The lower set of brakes shows dents on the green arm. The green colour is intact over these dents, so I would assume these brakes had some mileage on them before the green coating was added. So its not a factory finish then. Clear lacquer over a silver base coat perhaps, I done some pretty good coatings that way which could be mistaken for anodizing.


----------



## Jesper (Sep 24, 2022)

Fritz Katzenjammer said:


> The lower set of brakes shows dents on the green arm. The green colour is intact over these dents, so I would assume these brakes had some mileage on them before the green coating was added. So its not a factory finish then. Clear lacquer over a silver base coat perhaps, I done some pretty good coatings that way which could be mistaken for anodizing.



Thanks for the input.

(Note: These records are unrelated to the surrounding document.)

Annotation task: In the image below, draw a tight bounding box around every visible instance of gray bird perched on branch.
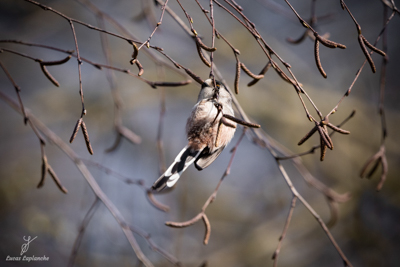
[152,79,236,191]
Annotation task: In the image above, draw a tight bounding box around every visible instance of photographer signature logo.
[6,236,49,262]
[20,236,37,256]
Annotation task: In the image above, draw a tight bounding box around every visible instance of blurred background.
[0,0,400,266]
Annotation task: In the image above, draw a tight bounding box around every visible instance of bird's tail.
[152,146,201,191]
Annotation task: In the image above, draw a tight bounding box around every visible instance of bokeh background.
[0,0,400,266]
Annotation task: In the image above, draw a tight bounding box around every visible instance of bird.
[152,79,236,192]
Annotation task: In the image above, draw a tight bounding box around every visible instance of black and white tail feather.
[152,79,236,191]
[153,145,201,191]
[152,145,225,192]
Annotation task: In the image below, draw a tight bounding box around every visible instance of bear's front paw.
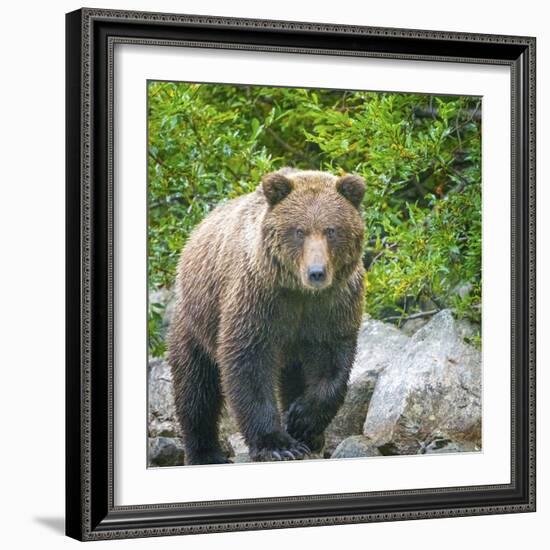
[250,431,309,462]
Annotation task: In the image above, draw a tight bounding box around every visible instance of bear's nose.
[307,265,327,284]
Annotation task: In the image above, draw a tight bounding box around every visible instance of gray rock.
[350,315,409,383]
[330,435,382,458]
[149,437,185,466]
[323,315,409,457]
[228,432,252,463]
[363,310,481,454]
[323,371,378,457]
[148,358,181,437]
[419,437,481,454]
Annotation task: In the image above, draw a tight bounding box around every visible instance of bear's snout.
[307,264,327,286]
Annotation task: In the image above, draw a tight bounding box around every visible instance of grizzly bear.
[168,168,365,464]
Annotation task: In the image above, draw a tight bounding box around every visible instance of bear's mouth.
[300,265,332,290]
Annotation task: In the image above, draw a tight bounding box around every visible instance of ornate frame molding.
[66,8,536,540]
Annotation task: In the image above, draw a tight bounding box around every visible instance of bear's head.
[261,168,365,291]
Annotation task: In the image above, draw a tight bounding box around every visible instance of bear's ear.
[336,174,365,208]
[262,172,292,206]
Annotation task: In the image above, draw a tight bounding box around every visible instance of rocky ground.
[148,304,481,466]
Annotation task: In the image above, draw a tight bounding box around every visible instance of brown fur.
[168,169,364,464]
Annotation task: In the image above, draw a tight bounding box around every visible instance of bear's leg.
[279,362,305,432]
[169,337,229,464]
[286,338,356,452]
[220,348,309,461]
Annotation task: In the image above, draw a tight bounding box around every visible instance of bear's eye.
[294,227,305,241]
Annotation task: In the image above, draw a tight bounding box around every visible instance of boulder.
[323,316,409,458]
[363,310,481,454]
[330,435,382,458]
[148,358,181,437]
[149,437,185,466]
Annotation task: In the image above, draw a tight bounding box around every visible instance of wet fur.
[168,169,364,464]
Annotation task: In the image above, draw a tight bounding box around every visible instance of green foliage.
[148,82,481,355]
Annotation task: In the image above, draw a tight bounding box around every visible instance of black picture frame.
[66,9,535,540]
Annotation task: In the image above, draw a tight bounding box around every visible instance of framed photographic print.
[66,9,535,540]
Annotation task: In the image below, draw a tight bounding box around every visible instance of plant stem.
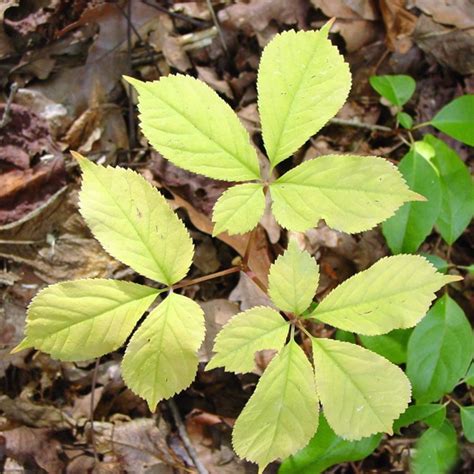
[168,398,209,474]
[171,266,242,290]
[329,118,393,133]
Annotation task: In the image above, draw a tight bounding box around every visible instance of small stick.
[329,118,393,132]
[89,357,100,463]
[167,398,209,474]
[0,82,18,128]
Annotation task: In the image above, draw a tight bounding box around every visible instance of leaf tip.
[10,337,33,354]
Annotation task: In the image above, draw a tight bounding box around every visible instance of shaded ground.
[0,0,474,473]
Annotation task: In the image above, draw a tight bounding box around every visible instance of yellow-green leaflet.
[125,75,260,181]
[270,155,424,233]
[206,306,289,373]
[74,153,194,285]
[15,279,159,361]
[268,240,319,315]
[311,255,460,336]
[312,338,411,440]
[212,183,265,235]
[122,293,205,411]
[232,340,319,472]
[257,24,351,166]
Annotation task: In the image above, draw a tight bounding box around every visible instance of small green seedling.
[12,26,464,472]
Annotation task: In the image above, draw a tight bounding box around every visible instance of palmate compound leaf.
[125,75,260,181]
[268,240,319,315]
[232,340,318,472]
[122,293,205,411]
[270,155,424,233]
[312,338,411,440]
[311,255,461,336]
[15,279,159,361]
[74,153,194,285]
[257,24,351,166]
[212,183,265,235]
[206,306,289,373]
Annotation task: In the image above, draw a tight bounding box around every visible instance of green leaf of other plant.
[407,295,473,403]
[431,94,474,146]
[268,240,319,315]
[424,135,474,245]
[460,406,474,443]
[122,293,205,411]
[382,146,441,253]
[14,279,159,361]
[257,24,351,166]
[312,338,411,440]
[212,183,265,235]
[278,414,382,474]
[206,306,289,373]
[410,420,458,474]
[232,340,318,472]
[393,403,446,433]
[270,155,424,233]
[369,75,416,107]
[74,153,194,285]
[311,255,460,336]
[125,75,260,181]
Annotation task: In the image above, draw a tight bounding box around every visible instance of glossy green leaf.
[15,279,159,361]
[311,255,460,336]
[268,240,319,315]
[212,183,265,235]
[369,74,416,107]
[407,295,473,403]
[125,75,260,181]
[270,155,424,233]
[232,340,318,472]
[424,135,474,245]
[393,403,446,433]
[410,420,458,474]
[397,112,413,129]
[122,293,205,411]
[206,306,289,373]
[431,94,474,146]
[257,25,351,166]
[312,338,411,440]
[460,406,474,443]
[74,153,194,285]
[359,329,411,364]
[278,414,382,474]
[382,150,441,253]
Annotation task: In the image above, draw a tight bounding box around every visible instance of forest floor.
[0,0,474,474]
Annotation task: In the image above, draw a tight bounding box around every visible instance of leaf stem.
[171,266,242,290]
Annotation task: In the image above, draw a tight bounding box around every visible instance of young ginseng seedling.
[12,21,457,471]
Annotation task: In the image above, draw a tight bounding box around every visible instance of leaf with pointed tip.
[268,240,319,315]
[74,153,194,285]
[423,135,474,245]
[430,94,474,146]
[382,148,441,253]
[206,306,289,373]
[407,295,474,403]
[122,293,205,411]
[14,279,159,361]
[232,340,318,472]
[125,75,260,181]
[257,24,351,166]
[212,183,265,235]
[311,255,461,336]
[270,155,424,233]
[312,338,411,440]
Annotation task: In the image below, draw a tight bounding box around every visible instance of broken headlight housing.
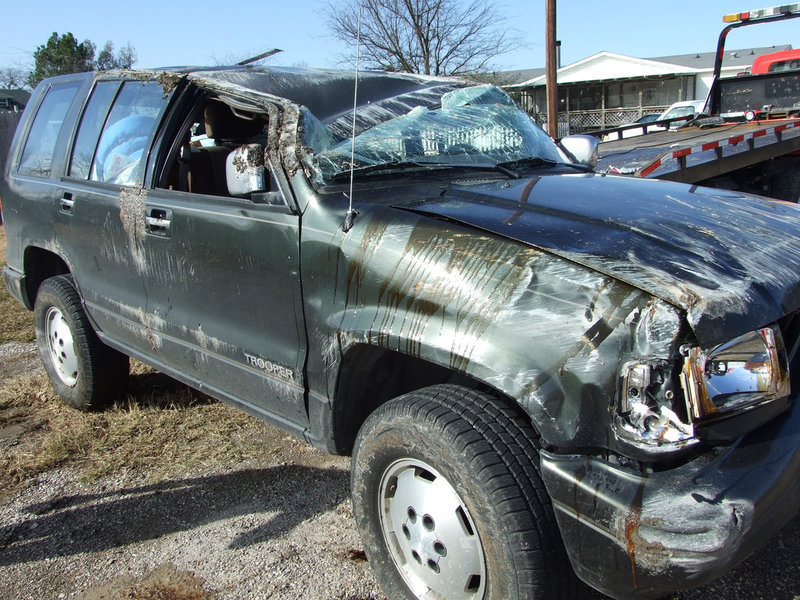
[615,327,789,452]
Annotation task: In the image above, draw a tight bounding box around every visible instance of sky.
[0,0,800,77]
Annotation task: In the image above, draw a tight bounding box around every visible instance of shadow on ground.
[0,466,349,566]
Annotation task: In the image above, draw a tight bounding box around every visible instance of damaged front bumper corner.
[541,401,800,598]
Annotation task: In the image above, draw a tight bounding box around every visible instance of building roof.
[504,44,792,88]
[0,89,31,106]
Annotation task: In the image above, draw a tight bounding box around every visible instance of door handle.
[58,192,75,214]
[144,206,172,237]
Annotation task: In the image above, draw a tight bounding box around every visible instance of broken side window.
[19,81,81,177]
[68,81,120,179]
[90,81,168,185]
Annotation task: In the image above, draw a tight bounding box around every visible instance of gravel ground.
[0,344,800,600]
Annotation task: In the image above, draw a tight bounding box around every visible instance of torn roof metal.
[168,66,465,122]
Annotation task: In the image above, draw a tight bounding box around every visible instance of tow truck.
[592,3,800,202]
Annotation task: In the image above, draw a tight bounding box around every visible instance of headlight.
[681,327,789,421]
[616,362,696,449]
[615,327,790,454]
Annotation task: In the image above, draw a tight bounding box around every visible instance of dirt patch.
[79,564,216,600]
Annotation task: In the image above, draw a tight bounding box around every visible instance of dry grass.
[0,226,34,344]
[0,223,267,495]
[0,363,266,490]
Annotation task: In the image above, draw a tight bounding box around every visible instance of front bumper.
[541,401,800,598]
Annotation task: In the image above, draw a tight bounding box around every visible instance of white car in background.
[603,100,706,142]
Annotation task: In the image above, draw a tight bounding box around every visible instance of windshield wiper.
[497,156,593,172]
[331,160,452,181]
[331,160,520,182]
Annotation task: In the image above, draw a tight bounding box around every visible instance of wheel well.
[24,247,70,308]
[333,344,530,454]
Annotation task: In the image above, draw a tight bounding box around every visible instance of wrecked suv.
[0,67,800,599]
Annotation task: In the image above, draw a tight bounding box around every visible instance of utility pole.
[545,0,558,138]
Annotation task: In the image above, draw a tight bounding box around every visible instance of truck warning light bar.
[722,2,800,23]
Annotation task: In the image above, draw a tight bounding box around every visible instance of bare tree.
[0,67,28,90]
[326,0,517,75]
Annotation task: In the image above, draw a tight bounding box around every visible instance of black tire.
[351,385,578,600]
[33,276,130,410]
[772,167,800,204]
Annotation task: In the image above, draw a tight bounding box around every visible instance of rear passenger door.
[58,79,169,354]
[136,92,308,432]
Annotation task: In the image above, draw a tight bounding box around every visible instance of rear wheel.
[34,276,129,410]
[352,385,576,600]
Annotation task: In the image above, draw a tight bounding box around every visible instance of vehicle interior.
[158,97,270,198]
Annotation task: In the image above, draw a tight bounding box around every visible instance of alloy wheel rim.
[380,458,486,600]
[45,306,78,387]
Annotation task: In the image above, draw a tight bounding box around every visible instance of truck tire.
[772,167,800,204]
[33,275,129,410]
[351,385,577,600]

I saw those marks also, and came to a similar conclusion. I tried to lightly "scratch" an unobserved area, but it didn't act like paint. Also, the logo lettering does not appear to be filled in from paint unless it was a very thin coat, but I cannot see how the finish would have been so opaque with a single thin coat; a thick coat, or more than one coat would certainly be very obvious in the lettering. I might try a little solvent just to verify it better. Either way they are a decent set and I will try to compare them with another Super Record OE set mounted on an '84 Basso "Gap"; but the bike is not on hand at the moment (probably buried behind other bikes!). That will give me a chance to see how the lettering looks on factory arms and check the release lever for any differences.


----------



## 100bikes (Sep 24, 2022)

Somehow the barrel adjuster has the lock ring on the wrong side.


----------



## dnc1 (Sep 24, 2022)

Perhaps the brake blocks and chrome holders have just been replaced at some point by whatever a previous owner had to hand.
They are parts that wear and get replaced over time after all. 
The calipers look painted to me, but they could have been anodised as part of a custom build.
Strange to fit the barrel adjuster lock rings underneath as mentioned by @100bikes, they would have no function whatsoever in that position.


----------



## Eric Amlie (Sep 25, 2022)

The lock rings get put on like this when the calipers are not installed on a bike so they don't get lost.


----------



## Jesper (Sep 26, 2022)

Eric Amlie said:


> The lock rings get put on like this when the calipers are not installed on a bike so they don't get lost.



Exactly!!!!! Those adjusters aren't cheap, and I've lost some before. It is my habit now to secure loose parts like those, and upper pivot bolts on RD's. They obviously won't be mounted in that manner, and I have replacement o-rings for the nuts


----------



## Jesper (Sep 27, 2022)

There is a small scuff on the upper side of the QR knuckle which has the "coating" scraped off. It is not shown in photos, but I looked at it with an eye loupe and it does not appear to be painted on (no chipping at edges, no discernable paint coat thickness). Also, no residue removal or surface damage when alcohol or petroleum distillate solvents were used. I would at this time deduce that they are anodized, and the work was done after leaving the factory. They were definitely used considering the cleaning I did, but if the pads are OE then their use was very limited due to minimal pad wear. Not sure when Campy stopped supplying those earlier style pads (or the chromed holders), but the pads are not hard or brittle for their age if OE.

My confusion regarding the wheel release lever design was due to the similar, but different, design used on the Nuovo Gran Sport and Victory/Triomphe release levers. Also, found there seems to be no difference in the design of the lever from when the caliper had a block lettering logo to when it changed to script as found on the later Nuovo/Super/Victory/Triomphe calipers.
I think the only change was the design of the pivot bolt cap nut from a closed domed design to a closed conical, and also, to an open ended (Triomphe) conical design.


----------